Since, O(n square) dominates, its the overall complexity of this approach.

Implementing it in the code for this was very challenging.

Q. You have series of n numbers, (like 1 2 3 4). However they are shuffled and not in sorted form. One of these number is repeated and you have to find the same.

A.

  • Total numbers – n+1 (as there is one repeated element.)
  • Sum of all numbers – n(n+1)/2  + repeatedNumber.
  • Calculate the sum of all numbers and subtract n(n+1)/2 from it. Result will be the repeated number.

This problem can be extended by saying that a all elements of a subset series of length k are repeated which makes it even more interesting.

For that case, above operation gives the sum of all k elements in series. Getting the avg. of it will give us the middle element in the series and we can calculate other members of series.

 

 

Retrieval From Stack

Posted: February 12, 2011 in Algorithms, Amazon, data structures, inMobi

Q. From a given stream of numbers, I should be able to retrieve latest element.

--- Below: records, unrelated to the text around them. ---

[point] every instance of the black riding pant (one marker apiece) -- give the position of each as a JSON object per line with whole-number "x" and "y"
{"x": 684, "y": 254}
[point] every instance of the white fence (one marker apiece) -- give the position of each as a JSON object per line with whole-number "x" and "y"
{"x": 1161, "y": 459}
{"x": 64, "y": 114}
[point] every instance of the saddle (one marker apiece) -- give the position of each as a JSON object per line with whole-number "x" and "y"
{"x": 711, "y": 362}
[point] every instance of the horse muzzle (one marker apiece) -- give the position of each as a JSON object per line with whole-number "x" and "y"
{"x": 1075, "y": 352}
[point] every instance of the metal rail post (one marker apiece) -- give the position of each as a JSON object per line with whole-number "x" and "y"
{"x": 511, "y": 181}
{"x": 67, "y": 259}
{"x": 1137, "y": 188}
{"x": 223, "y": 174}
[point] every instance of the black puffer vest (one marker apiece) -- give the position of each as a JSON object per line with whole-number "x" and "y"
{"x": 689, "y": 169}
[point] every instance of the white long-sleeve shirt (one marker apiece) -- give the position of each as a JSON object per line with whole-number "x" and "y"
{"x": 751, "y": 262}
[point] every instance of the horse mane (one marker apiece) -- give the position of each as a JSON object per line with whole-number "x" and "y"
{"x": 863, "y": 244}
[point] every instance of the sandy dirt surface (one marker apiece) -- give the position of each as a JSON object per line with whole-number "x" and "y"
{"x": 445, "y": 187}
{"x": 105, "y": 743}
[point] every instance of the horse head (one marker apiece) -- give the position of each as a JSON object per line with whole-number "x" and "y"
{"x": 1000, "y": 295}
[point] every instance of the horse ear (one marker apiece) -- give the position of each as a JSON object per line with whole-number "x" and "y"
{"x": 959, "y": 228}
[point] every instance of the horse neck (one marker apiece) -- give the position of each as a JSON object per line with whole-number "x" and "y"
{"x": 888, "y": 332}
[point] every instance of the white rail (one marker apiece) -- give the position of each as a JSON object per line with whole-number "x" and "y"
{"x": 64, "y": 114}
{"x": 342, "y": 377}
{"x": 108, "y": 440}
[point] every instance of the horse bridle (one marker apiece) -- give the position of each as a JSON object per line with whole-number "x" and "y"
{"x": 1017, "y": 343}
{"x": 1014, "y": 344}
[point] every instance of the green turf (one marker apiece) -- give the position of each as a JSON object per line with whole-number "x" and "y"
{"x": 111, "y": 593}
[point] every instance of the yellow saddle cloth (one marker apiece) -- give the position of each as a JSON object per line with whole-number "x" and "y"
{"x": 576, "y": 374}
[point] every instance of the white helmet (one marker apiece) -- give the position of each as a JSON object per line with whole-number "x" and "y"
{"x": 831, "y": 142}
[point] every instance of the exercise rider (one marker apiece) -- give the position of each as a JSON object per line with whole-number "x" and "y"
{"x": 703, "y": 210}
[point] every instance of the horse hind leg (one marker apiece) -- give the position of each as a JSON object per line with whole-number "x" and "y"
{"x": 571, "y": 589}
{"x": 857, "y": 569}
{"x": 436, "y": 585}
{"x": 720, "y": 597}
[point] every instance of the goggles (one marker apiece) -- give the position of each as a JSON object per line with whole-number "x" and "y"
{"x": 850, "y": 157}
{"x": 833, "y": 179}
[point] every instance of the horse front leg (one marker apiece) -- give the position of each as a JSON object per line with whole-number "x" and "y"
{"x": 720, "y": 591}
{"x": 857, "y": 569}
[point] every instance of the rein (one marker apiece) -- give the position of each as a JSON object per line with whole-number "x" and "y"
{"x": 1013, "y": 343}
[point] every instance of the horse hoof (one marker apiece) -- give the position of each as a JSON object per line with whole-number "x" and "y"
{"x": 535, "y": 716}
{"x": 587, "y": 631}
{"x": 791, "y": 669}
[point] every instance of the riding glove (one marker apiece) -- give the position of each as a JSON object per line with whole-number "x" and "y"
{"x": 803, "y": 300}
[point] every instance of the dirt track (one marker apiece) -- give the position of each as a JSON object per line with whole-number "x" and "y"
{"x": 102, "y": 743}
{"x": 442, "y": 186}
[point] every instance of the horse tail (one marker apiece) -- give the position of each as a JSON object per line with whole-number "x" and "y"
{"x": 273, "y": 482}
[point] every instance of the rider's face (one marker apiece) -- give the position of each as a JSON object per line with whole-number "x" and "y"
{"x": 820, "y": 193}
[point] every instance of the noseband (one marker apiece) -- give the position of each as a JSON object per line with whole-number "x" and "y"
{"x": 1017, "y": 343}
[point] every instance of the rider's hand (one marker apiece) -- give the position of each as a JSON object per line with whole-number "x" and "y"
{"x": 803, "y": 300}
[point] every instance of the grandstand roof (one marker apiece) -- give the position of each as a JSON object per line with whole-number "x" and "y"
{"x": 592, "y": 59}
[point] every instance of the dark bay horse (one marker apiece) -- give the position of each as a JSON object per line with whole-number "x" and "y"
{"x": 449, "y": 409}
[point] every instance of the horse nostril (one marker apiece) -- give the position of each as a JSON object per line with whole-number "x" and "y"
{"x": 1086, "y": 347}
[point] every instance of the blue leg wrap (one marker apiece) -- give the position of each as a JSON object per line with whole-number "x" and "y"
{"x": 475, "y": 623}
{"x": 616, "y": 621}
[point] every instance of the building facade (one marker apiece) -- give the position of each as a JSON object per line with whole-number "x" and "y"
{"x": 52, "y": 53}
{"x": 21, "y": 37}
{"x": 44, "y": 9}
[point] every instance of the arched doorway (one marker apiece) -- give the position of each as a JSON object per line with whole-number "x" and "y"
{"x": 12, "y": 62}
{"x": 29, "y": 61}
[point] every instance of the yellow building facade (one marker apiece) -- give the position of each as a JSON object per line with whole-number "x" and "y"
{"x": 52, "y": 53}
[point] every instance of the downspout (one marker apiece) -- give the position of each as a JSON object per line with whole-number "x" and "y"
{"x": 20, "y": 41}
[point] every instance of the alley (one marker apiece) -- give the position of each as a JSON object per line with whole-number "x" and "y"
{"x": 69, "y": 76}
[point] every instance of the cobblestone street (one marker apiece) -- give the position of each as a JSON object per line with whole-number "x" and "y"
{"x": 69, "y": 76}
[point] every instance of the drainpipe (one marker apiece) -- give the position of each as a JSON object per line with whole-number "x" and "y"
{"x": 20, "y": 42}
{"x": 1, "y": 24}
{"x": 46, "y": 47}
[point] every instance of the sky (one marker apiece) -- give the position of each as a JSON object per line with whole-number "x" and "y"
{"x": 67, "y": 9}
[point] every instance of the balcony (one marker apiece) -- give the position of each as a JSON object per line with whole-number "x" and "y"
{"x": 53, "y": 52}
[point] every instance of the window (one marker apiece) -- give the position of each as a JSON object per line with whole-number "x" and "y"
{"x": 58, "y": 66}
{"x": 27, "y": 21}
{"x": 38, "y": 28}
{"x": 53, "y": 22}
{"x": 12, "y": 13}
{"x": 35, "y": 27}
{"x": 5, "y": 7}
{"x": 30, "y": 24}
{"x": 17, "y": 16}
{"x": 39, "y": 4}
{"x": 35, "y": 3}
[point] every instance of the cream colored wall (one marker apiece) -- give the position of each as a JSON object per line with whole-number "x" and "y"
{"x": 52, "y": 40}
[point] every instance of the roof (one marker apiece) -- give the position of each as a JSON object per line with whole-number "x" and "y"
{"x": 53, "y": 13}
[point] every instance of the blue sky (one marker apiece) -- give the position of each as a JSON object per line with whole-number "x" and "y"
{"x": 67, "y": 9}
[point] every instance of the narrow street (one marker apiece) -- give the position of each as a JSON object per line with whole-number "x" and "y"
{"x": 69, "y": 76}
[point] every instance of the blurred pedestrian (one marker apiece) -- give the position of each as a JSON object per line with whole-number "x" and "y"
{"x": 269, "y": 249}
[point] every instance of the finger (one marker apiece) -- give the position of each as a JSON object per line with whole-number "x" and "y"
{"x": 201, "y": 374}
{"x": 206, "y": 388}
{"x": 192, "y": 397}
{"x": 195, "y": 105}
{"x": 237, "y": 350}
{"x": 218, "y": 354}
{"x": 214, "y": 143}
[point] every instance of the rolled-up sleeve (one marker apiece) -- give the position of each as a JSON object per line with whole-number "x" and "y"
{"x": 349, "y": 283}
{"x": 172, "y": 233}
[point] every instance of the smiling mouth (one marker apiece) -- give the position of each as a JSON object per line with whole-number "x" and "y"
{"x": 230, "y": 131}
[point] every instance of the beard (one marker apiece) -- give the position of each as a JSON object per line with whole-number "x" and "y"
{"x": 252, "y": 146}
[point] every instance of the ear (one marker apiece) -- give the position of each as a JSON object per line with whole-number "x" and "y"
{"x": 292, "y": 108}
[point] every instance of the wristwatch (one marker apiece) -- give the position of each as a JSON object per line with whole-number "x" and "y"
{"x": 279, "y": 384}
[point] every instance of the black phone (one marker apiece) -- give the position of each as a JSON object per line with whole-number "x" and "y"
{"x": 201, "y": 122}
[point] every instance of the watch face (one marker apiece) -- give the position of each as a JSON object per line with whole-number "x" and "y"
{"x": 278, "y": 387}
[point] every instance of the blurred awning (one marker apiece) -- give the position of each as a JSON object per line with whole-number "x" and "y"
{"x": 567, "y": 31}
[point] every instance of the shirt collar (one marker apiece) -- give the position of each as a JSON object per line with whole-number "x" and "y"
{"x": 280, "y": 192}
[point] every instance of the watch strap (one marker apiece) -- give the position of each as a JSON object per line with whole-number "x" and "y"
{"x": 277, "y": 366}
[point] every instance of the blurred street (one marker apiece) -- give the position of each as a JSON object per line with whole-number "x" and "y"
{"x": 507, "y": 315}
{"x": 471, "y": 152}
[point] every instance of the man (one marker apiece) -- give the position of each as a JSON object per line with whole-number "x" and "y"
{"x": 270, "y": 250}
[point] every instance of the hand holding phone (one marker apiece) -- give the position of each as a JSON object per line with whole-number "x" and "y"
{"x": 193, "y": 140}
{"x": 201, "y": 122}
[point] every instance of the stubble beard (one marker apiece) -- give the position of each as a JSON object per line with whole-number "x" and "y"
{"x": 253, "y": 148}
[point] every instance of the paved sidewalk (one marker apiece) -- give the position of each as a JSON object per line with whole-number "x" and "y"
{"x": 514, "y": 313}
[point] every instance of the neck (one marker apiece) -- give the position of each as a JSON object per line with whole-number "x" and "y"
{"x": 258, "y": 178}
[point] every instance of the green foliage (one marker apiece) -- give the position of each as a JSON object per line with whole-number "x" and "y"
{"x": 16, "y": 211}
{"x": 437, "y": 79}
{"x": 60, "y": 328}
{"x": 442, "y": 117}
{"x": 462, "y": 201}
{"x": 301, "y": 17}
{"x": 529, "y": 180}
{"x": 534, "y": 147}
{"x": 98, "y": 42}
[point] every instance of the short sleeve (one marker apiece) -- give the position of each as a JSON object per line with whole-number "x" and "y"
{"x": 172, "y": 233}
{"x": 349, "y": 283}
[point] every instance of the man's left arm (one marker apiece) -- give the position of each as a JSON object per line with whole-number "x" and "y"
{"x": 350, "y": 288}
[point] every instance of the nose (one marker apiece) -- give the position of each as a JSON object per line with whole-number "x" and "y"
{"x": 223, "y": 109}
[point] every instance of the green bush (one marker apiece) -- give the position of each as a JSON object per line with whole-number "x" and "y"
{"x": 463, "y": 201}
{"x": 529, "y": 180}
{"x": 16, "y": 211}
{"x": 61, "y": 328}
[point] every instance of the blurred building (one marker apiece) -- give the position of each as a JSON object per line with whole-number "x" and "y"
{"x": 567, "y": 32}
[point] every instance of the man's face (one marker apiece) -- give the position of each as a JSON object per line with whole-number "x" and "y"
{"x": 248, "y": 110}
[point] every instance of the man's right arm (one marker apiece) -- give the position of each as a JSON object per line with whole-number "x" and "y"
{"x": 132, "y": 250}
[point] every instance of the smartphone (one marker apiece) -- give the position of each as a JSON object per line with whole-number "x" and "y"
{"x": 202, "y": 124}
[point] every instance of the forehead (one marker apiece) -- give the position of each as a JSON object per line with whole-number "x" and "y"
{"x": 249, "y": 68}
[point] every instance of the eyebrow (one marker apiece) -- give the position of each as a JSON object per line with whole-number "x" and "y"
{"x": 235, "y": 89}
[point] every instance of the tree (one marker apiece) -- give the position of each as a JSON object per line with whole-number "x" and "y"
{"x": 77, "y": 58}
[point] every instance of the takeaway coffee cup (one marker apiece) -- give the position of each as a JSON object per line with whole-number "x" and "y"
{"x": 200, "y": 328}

Also, you have to support reading the minimum of elements encountered so far.

A. For storing and retrieving the elements, stack is the best data structure enforcing LIFO traversal. For keeping the minimum value, we need to implement another stack in parallel.

  • The minimum element stack will keep the minimum element only for a particular node.
  • If new element, is lesser than current minimum, push the new number in the minimum stack.
  • If new element is greater than current minimum, push the old minimum again in the minimum stack.
  • While popping out any element from the main stack, pop out the respective node from the minimum stack as well.

Reading the minimum value will hence be a operation of complexity O(1).